リビングでは、兄のジャスティンが白い革張りのソファーに座って読書をしていた。黒髪を無造作にかきあげて、哲学の本を読み耽るジャスティンは、退廃的でちょっぴりセクシーだった。メアリーは、彼女の兄が吸血鬼の名にふさわしい美青年であることを認めざるを得なかった。ジャスティンが、顔を上げた。エメラルドグリーンの瞳が剣呑とした光を帯びていたので、メアリーは、ぎくりとした。「遅い」と言ってから、ジャスティンは本を乱暴に閉じた。

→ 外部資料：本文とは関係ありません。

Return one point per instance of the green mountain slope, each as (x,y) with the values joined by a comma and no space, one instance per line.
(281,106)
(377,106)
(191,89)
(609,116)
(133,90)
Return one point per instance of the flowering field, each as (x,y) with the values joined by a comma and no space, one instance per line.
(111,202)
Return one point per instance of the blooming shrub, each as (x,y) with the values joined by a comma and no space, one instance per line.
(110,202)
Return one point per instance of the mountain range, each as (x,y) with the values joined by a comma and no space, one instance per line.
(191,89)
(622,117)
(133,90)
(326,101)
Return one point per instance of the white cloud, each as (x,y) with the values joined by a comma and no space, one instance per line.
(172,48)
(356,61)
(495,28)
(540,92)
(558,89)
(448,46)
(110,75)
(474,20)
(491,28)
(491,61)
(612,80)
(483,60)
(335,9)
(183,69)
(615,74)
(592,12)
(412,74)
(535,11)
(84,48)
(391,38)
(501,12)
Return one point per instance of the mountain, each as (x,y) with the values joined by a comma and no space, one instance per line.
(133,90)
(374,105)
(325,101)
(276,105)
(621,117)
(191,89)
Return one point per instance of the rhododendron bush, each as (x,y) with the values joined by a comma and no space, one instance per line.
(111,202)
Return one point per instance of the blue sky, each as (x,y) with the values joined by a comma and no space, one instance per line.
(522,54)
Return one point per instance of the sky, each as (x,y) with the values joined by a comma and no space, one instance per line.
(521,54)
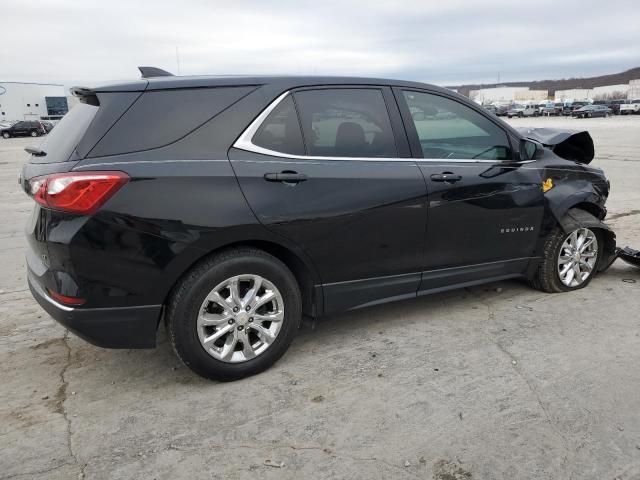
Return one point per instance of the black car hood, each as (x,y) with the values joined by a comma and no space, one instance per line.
(576,145)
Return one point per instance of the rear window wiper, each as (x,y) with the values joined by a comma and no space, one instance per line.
(35,151)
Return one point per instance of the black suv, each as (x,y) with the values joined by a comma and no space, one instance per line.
(234,207)
(26,128)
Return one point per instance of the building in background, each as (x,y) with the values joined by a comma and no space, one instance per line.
(634,90)
(531,95)
(32,101)
(504,95)
(607,92)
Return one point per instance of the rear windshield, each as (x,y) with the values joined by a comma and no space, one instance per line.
(63,139)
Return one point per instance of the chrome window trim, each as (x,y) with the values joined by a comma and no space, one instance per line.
(245,142)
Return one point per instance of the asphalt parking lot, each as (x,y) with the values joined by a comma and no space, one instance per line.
(494,382)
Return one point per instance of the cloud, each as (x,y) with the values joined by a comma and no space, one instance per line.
(439,42)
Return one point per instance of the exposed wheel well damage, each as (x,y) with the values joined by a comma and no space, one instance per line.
(578,217)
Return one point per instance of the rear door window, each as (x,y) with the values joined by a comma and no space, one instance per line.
(448,129)
(345,122)
(280,131)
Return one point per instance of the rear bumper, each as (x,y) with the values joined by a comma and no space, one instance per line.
(118,327)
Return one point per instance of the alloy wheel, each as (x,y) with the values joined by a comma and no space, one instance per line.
(577,257)
(240,318)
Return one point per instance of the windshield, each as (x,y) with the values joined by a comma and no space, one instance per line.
(63,139)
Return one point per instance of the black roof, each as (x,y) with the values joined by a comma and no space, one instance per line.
(286,82)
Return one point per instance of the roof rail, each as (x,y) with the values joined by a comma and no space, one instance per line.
(85,95)
(150,72)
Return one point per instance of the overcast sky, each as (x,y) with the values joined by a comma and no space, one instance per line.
(437,41)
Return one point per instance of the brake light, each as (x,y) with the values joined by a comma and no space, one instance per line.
(83,193)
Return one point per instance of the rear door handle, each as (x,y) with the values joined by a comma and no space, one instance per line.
(290,177)
(448,177)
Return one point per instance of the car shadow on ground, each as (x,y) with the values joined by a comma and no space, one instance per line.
(161,365)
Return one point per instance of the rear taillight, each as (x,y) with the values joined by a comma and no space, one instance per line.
(83,193)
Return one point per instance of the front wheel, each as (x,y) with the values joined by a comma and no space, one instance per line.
(569,260)
(234,315)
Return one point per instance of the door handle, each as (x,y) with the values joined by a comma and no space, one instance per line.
(448,177)
(287,177)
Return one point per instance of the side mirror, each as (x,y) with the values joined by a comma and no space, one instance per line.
(530,150)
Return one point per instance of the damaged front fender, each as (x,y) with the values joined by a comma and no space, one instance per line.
(575,145)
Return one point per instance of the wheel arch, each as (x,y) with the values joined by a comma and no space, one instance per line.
(301,267)
(586,215)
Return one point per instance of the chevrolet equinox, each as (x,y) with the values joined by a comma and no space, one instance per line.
(233,207)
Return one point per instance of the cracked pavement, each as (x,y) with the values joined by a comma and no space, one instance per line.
(493,382)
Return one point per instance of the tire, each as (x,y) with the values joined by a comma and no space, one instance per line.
(547,278)
(190,298)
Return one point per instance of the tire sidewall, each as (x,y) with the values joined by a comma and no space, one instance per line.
(183,318)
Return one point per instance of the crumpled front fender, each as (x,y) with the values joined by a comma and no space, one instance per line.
(576,145)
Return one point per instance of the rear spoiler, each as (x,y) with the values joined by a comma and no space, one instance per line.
(151,72)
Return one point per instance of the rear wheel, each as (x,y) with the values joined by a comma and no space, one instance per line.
(570,260)
(234,315)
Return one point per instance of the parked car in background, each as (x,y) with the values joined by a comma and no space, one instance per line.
(541,107)
(491,109)
(614,105)
(211,221)
(570,108)
(523,111)
(632,107)
(25,128)
(48,126)
(502,110)
(589,111)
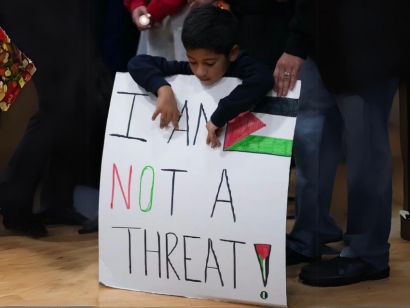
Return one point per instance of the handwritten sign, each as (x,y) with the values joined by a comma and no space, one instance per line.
(180,218)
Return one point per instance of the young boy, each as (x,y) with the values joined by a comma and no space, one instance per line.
(209,37)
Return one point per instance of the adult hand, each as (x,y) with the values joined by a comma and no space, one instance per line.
(136,14)
(195,3)
(213,133)
(286,73)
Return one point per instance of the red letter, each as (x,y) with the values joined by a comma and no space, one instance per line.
(115,174)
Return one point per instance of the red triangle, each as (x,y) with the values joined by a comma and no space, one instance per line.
(240,127)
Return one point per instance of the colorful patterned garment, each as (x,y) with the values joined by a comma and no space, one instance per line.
(15,71)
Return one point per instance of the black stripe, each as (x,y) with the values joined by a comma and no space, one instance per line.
(281,106)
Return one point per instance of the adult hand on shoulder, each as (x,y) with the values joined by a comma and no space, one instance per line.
(167,107)
(136,14)
(286,73)
(213,133)
(195,3)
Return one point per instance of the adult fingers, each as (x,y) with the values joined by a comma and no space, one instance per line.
(163,122)
(286,81)
(276,79)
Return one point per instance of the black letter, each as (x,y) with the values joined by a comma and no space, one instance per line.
(187,124)
(168,254)
(155,251)
(129,244)
(201,111)
(173,186)
(185,258)
(127,136)
(224,172)
(211,248)
(234,259)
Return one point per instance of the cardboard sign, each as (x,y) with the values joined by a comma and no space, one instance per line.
(180,218)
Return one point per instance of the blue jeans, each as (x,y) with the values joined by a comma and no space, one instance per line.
(323,121)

「ナオミと勉強してたら、遅くなっちゃった。これから、気をつけるから」
メアリーは、そそくさとキッチンに逃げ込んだ。冷蔵庫からトマトジュースを取り出していると、背後から肩を軽く叩かれた。心臓に悪いから、気配を消して近づくのはやめてほしい。吸血鬼であれば、当然の行動なのだが。
「俺にもくれ」
メアリーは、グラスを二つ持ってくると、瑞々しい赤い液体をたっぷりと注いだ。メアリーは健康の為にトマトジュースを飲んでいるが、ジャスティンはその色合いを好んでいるらしい。
「パパとママは?」
「デートだよ。フランス映画を観て、中華料理を食べるらしい」
「金曜日だもんね。ジャスティンは、デートに行かないの?」
「今から出掛ける」
ジャスティンは、トマトジュースを一気に飲み干し、テーブルの上に置いてあったバイクのキーに手を伸ばした。

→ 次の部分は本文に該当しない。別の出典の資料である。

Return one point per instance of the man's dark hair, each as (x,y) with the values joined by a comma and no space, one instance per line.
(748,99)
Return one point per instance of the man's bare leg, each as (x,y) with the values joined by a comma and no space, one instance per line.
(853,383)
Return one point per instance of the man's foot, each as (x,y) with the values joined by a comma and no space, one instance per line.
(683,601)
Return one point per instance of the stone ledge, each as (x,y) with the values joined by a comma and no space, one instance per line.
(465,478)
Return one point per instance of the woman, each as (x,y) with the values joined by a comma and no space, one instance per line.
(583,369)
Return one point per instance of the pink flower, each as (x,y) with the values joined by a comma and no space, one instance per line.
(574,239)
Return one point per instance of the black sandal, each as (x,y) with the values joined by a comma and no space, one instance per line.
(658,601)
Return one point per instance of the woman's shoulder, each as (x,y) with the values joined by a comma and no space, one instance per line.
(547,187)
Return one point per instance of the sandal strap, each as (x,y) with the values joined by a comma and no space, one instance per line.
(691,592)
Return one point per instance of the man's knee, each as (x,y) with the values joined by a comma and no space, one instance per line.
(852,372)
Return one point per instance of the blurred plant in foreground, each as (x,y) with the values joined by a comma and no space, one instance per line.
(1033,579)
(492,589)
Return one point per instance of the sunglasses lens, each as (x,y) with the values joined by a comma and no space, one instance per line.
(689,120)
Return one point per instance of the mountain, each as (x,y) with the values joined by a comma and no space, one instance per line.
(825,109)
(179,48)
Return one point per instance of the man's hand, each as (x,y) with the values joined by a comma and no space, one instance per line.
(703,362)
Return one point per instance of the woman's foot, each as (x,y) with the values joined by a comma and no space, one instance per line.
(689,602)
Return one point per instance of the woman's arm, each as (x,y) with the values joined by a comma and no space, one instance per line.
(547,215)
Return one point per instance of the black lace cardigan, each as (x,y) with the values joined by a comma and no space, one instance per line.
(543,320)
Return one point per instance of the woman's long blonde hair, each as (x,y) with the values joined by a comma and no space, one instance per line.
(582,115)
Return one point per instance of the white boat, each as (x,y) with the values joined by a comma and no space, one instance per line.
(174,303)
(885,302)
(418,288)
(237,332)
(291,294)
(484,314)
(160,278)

「鍵閉めていく。誰か来たら、すぐにドアを開けないで、ちゃんと確かめろ」
「心配しすぎだよ」
念を押して出掛ける兄の後ろ姿を眺めながら、メアリーは、小さくぼやいた。テレビをつけて、ミステリーの番組を見ていたが、次第に意識がまどろんでいった。振り子時計が不気味な音で10時を知らせても、メアリーが目を覚ますことはなかった。